Probing the superconducting gap symmetry of 3D Dirac semimetal PdTe

The search for new materials with superconducting ground states featuring topological characteristics is crucial for realizing Majorana bound states. PdTe is a noteworthy candidate, exhibiting superconductivity below 4.5 K and possessing a topologically non-trivial band structure. ARPES studies classify PdTe as a 3D Dirac semimetal, with a Dirac point situated close to the Fermi level, making it particularly intriguing for investigating the nature of superconductivity. Further ARPES findings suggest the coexistence of surface-nodeless and bulk-nodal gap structures, attributed to spin-orbit coupling.
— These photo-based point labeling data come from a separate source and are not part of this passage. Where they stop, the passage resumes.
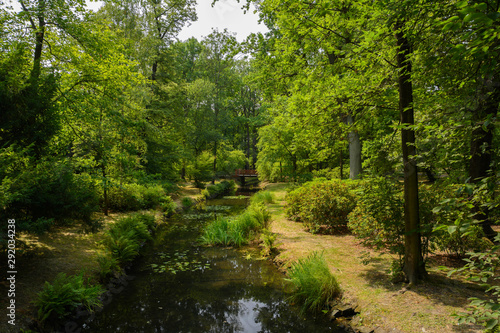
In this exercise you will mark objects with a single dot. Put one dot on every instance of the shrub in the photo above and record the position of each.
(64, 295)
(130, 197)
(168, 206)
(221, 189)
(320, 203)
(455, 230)
(108, 265)
(265, 197)
(187, 203)
(378, 218)
(123, 239)
(34, 190)
(314, 285)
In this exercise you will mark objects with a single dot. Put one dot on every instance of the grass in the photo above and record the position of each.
(64, 295)
(314, 285)
(362, 274)
(66, 249)
(236, 231)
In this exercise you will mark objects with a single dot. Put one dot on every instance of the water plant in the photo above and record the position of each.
(268, 242)
(64, 295)
(179, 261)
(314, 285)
Complementary specific heat studies down to 50 mK indicate the presence of nodal bulk gaps. However, the absence of a linear term in thermal conductivity and the upward curvature observed in the H-T phase diagram suggest a multiband nature of superconductivity with nodeless gaps. To elucidate which of these scenarios is realized in PdTe, a detailed microscopic investigation is necessary. Therefore, we propose conducting an in-depth μSR study in both transverse field and zero field configurations to determine the precise nature of the superconducting gap symmetry and to assess the presence or absence of any minute magnetic fields resulting from spin-orbit coupling.